Over the past month we have observed a number of important mobile wallet developments. Announcements from Wells Fargo, Visa and Apple have highlighted the growing competition among FIs, merchants and third-party service providers.
Despite these launches another major player, MCX, put its product on indefinite hold. These events place increasing pressure on issuers to expand their mobile wallet strategies beyond the integration of third-party services such as Apple Pay and Android Pay – writes Jeff Crawford, Senior Manager, and David Cencula, Senior Analyst in Payments Strategy and Innovation at First Annapolis.
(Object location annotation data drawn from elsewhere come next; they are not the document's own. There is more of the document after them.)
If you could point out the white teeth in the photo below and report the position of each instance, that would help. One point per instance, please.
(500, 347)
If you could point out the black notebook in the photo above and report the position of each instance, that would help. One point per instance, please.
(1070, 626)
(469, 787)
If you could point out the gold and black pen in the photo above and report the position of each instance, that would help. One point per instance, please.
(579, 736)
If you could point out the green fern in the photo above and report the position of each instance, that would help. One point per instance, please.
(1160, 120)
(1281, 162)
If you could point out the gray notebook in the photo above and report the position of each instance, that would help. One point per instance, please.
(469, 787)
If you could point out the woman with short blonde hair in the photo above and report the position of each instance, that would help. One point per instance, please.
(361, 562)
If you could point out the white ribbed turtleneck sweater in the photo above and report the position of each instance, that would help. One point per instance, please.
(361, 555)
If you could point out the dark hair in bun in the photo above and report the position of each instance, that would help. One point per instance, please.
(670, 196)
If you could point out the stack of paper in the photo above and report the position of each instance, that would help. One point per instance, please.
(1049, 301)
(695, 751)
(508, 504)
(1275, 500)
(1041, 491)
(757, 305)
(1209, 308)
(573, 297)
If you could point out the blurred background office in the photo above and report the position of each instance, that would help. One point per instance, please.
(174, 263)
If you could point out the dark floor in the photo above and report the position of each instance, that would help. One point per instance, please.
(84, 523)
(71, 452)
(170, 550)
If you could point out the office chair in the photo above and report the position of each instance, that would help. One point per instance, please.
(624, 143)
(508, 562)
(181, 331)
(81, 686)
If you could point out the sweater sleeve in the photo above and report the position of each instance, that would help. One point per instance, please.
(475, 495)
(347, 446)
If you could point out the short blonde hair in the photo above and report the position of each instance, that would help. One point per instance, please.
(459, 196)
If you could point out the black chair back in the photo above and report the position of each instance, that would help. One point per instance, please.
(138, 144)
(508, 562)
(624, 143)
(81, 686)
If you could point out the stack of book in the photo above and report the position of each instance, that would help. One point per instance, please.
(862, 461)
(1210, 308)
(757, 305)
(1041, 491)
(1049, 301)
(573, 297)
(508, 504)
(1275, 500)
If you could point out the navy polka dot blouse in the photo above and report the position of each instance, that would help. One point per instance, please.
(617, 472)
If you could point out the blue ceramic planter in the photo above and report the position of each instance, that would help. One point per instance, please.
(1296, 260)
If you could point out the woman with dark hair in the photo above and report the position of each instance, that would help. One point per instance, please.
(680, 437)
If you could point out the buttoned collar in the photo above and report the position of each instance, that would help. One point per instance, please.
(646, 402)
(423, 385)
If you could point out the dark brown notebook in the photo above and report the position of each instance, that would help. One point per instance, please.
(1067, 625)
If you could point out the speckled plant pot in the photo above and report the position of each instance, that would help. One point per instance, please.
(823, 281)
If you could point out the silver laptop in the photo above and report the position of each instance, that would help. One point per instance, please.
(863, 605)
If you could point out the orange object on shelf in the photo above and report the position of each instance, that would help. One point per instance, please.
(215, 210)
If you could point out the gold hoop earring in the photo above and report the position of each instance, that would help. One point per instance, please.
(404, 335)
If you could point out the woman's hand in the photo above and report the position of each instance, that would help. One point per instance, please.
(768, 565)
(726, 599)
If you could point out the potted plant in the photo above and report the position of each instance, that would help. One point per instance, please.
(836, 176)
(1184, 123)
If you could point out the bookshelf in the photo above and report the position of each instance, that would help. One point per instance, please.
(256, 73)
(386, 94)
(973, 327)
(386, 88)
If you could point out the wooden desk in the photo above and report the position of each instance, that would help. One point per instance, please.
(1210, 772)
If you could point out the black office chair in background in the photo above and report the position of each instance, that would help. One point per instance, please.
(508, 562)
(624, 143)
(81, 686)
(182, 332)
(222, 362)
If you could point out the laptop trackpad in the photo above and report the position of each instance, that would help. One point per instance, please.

Wells Fargo Integrates Payments and Banking
On May 24th, Wells Fargo unveiled its plan to release the Wells Fargo Wallet for Android by mid-to-late 2016, making it the second-largest bank (behind Chase) to introduce a proprietary mobile wallet solution. The wallet will be embedded into its existing mobile banking app, a new development in the market that will provide an integrated banking and payments experience. The app will enable instant provisioning of cards and real-time checking account and credit card balance checks. Wells noted that future versions of the wallet will include on/off card controls, cardless ATM access and integration of credit card rewards programs.
Visa Introduces White-Label Wallet
The week following the Wells Fargo announcement, Visa publicized the rollout of its white-label wallet for FIs, the Visa Digital Commerce App. The offering will enable FIs of all sizes to offer a proprietary-branded mobile wallet to its customers. The product is in various stages of implementation at 30+ FIs. Unlike the Wells Fargo wallet, the Visa app will be separate from mobile banking. The wallet will support credit, debit and prepaid cards, and all transactions will be tokenized.
Other Mobile Wallet Announcements
Apple recently announced that it will be expanding Apple Pay to desktop and mobile-based browser purchases. Once payment information is provisioned into Apple Pay, users will be able to select the Apple Pay logo at checkout and authenticate the transaction using TouchID on their mobile device. The feature will be restricted to Apple’s Safari web browser operating on the updated Mac OS. The service will allow Apple Pay to compete directly with PayPal, Visa Checkout and MasterPass.
Meanwhile, the Merchant Customer Exchange (MCX) informed participants in its CurrentC pilot that the program would be terminated by the end of June 2016, with no planned national launch. Once seen as a rising threat to Apple Pay, several of its merchant members (notably, Walmart) have introduced proprietary payment solutions. The termination of CurrentC does not, however, represent the end for merchant wallet offerings. On the contrary, we expect to see a proliferation of merchant wallets. In addition to Walmart Pay and the rumored Target Pay, Chick-Fil-A recently released a mobile wallet with an integrated loyalty program.